Putin referenced “the tragedies” of the 1917 Russian revolution and the collapse of the Soviet Union. He suggested that had they not occurred, Russia’s population might now be 500 million strong (versus an actual 146 million). This matters because demographics pose a significant challenge to Russia’s long-term viability as a great power. Putin concluded that “It is necessary to look at what was the basis of these tragic events so that in no case can anything like this happen in the future. How can we strengthen ourselves, in what way, how can we build relationships with neighbors?”

Translation: “A stable government, even with my increasingly authoritarian leadership, is preferable to the risk of a revolution that sparks new chaos and suffering.” It’s a powerful message in that Russians traditionally value stability as much if not more than they do freedom and prosperity.

That said, Putin reminded us that his notion of stability requires an imaginative fusing of geography and identity.

Referencing historic Russian emigration to Ukraine, Putin described how Russians had “mastered these colossal territories. Not for yourself. For the future of a country, a common country, for our common future. And we must know all this, and treat the people who did it with respect.” Putin added that understanding this history is “important because it mentally, spiritually binds each person to the land on which he lives. ”

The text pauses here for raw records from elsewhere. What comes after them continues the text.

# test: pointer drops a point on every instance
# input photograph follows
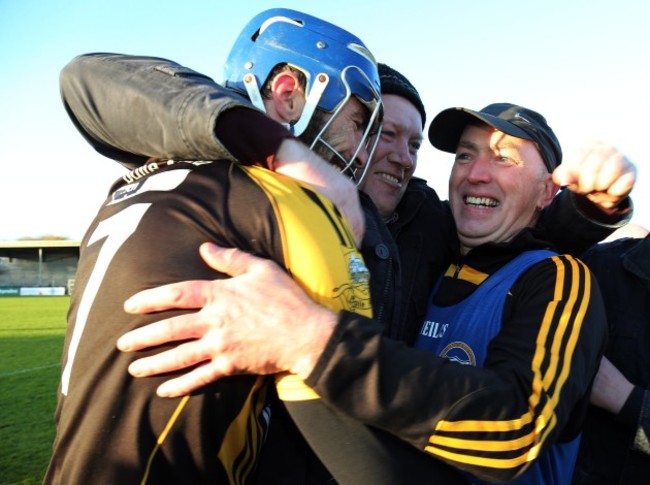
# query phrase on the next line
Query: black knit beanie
(393, 82)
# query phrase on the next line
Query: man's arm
(595, 201)
(408, 392)
(132, 108)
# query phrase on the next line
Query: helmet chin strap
(311, 103)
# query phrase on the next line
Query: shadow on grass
(29, 377)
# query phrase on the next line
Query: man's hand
(295, 160)
(258, 322)
(611, 389)
(602, 174)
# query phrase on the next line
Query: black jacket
(615, 449)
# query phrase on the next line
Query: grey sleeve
(131, 108)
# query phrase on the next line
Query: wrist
(320, 331)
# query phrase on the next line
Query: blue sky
(582, 63)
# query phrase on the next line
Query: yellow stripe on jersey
(320, 254)
(555, 345)
(244, 436)
(163, 436)
(292, 388)
(318, 245)
(466, 273)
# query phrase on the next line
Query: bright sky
(582, 63)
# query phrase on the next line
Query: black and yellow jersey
(112, 428)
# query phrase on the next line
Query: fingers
(231, 261)
(197, 378)
(601, 172)
(184, 295)
(183, 327)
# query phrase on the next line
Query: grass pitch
(31, 340)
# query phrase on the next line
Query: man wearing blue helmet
(112, 428)
(129, 144)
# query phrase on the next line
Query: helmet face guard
(336, 64)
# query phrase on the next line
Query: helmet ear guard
(335, 63)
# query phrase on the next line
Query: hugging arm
(595, 201)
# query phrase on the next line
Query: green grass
(31, 339)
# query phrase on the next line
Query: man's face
(344, 135)
(395, 157)
(497, 184)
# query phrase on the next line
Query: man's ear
(550, 189)
(288, 96)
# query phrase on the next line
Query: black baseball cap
(447, 127)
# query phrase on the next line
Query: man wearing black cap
(380, 251)
(515, 409)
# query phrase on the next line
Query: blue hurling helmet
(336, 64)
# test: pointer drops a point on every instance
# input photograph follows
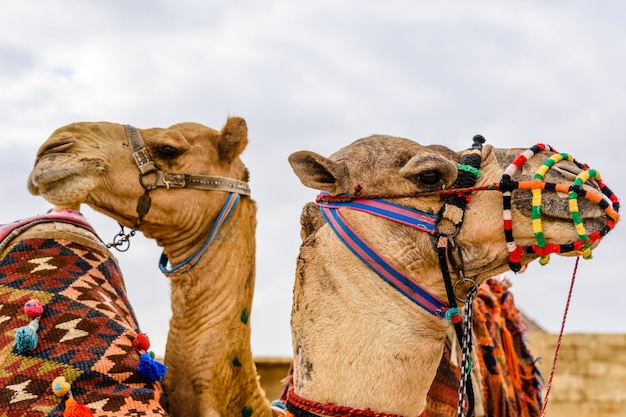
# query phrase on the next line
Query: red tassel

Here we see Putin’s continuing effort to present Russian periphery nations as inextricable organs of the Russia-proper body. Putin uses this ideal to cultivate a nationalist sentiment with which to support his foreign policy expansionism. This bears particular note with regard to Ukraine, and Belarus, which is on the verge of becoming a de facto Russian province.

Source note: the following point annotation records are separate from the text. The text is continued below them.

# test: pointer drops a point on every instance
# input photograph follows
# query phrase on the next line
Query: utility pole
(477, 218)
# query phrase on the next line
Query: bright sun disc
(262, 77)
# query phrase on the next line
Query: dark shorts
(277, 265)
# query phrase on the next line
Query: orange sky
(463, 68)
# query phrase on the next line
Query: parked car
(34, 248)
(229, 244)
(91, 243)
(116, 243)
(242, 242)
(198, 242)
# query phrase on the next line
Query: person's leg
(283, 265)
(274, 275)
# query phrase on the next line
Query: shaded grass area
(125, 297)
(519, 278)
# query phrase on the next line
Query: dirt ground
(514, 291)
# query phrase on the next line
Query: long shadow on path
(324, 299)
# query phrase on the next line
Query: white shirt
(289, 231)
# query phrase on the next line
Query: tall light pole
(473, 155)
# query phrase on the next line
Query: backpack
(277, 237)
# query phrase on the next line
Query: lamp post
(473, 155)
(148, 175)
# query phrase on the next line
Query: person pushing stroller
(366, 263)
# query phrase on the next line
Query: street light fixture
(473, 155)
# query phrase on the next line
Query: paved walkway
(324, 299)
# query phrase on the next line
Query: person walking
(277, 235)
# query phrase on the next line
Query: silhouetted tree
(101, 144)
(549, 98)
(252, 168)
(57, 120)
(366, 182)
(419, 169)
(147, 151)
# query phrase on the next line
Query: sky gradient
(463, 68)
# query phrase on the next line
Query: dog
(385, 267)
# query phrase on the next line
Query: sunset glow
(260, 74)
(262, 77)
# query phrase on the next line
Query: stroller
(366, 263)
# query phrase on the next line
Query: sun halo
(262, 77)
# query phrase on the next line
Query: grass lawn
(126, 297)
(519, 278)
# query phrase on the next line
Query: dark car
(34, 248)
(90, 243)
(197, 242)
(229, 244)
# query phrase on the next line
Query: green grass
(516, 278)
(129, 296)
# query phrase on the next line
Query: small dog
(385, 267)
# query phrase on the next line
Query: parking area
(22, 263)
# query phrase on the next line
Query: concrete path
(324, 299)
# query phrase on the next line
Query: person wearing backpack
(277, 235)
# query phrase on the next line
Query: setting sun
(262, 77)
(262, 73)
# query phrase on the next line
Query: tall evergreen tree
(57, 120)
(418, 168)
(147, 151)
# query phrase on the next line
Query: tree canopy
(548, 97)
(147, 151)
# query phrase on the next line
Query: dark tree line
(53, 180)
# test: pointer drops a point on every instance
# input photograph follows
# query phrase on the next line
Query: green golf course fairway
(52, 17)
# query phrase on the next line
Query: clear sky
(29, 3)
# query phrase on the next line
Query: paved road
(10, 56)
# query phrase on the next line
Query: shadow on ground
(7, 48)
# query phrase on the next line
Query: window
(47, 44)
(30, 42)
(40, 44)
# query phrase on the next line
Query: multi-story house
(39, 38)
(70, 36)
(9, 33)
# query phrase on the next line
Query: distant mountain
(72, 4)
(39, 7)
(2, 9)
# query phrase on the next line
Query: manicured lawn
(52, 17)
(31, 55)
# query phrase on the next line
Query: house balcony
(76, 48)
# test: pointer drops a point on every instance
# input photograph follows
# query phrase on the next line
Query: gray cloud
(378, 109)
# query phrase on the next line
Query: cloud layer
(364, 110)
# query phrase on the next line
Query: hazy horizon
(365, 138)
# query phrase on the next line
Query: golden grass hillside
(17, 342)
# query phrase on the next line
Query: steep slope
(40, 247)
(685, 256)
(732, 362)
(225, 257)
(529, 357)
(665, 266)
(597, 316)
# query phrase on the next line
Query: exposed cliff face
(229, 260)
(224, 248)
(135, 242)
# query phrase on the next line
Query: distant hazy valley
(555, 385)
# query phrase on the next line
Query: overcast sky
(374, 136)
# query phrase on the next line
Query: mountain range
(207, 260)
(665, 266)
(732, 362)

For Putin, this greater Russia is a moral obligation required by historic sacrifice. And for Putin, the peoples of greater Russia are special and distinct from those of Western Europe. The Nazis explain why. Putin observed that “the fate of the Russian and other peoples of Russia would [have been] different than the fate of the Western European peoples enslaved by Nazi Germany. [The Nazis] perceived those peoples more or less as genetically their own and hoped that they could coexist with them. With our peoples — no, with the Russian people — no, the Russian people were subject to liquidation, destruction.”

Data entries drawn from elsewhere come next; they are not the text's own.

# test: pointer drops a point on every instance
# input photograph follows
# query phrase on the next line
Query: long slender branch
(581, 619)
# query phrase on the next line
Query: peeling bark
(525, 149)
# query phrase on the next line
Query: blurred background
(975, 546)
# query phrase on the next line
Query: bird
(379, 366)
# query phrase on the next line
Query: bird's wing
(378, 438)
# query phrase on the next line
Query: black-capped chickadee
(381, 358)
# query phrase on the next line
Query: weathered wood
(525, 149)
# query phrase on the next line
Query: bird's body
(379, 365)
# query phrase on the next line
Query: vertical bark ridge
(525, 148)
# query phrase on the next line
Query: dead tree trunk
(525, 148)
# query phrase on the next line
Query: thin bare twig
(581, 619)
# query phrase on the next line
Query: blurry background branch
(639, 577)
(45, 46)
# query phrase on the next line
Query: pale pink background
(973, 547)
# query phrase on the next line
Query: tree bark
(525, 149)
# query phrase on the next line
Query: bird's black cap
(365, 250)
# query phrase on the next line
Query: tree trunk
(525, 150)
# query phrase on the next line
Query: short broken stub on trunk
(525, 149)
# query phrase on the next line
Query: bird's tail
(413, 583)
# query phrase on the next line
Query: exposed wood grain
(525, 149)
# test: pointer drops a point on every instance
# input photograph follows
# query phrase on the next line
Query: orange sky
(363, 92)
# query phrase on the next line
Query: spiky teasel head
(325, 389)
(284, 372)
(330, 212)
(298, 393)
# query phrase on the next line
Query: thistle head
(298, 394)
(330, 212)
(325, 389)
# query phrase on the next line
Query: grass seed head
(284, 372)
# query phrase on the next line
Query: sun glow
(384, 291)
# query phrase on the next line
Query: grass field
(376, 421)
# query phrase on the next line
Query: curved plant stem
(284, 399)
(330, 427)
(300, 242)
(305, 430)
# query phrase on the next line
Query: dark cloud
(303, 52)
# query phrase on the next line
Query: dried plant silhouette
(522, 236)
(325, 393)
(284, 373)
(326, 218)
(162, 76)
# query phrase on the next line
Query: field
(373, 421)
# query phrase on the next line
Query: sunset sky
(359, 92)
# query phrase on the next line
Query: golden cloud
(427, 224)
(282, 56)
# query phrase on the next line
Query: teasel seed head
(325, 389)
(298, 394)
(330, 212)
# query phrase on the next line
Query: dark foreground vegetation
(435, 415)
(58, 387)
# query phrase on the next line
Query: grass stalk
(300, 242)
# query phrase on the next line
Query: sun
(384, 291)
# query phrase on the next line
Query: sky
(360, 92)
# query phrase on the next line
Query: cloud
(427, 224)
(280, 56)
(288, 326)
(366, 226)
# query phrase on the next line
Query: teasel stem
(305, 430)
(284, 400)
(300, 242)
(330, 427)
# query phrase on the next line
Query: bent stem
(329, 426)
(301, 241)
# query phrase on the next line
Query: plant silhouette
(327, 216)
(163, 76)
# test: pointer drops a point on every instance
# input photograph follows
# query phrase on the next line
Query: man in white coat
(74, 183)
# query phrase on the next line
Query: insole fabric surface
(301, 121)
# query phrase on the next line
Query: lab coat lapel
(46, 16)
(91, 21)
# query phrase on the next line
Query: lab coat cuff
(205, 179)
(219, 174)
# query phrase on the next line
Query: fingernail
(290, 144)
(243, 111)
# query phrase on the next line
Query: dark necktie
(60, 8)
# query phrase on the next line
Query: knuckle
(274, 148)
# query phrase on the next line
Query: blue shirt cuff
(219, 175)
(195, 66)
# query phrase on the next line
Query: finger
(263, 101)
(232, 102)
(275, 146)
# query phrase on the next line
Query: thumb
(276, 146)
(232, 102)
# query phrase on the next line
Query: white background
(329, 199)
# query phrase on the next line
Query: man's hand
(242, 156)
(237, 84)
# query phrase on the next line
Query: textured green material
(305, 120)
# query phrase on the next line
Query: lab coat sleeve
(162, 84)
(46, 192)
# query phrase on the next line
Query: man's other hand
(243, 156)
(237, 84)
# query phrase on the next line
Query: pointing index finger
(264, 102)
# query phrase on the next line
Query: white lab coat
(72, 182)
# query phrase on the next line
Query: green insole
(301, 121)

Putin’s assessment of Nazi intentions for the eastern Soviet peoples bears some undeniable truth. But we should not ignore Putin’s disdain for the common sacrifice of Western Europeans and the United States in defeating the Nazis. Putin’s intent is to present Russia as a special and distinct entity that cannot be aligned with Western norms and values. Putin’s argument is that only a greater Russia, with the Kremlin as its castle, can be trusted to serve the greater Russian peoples. The connection point between the Nazis and the contemporary West is, by Putin’s argument, measured by a sustaining external threat.

It’s quite ludicrous, but for a people that suffered so much during the Second World War, it’s also emotive and politically powerful.

Top line: it’s worth listening when Putin enters philosopher mode.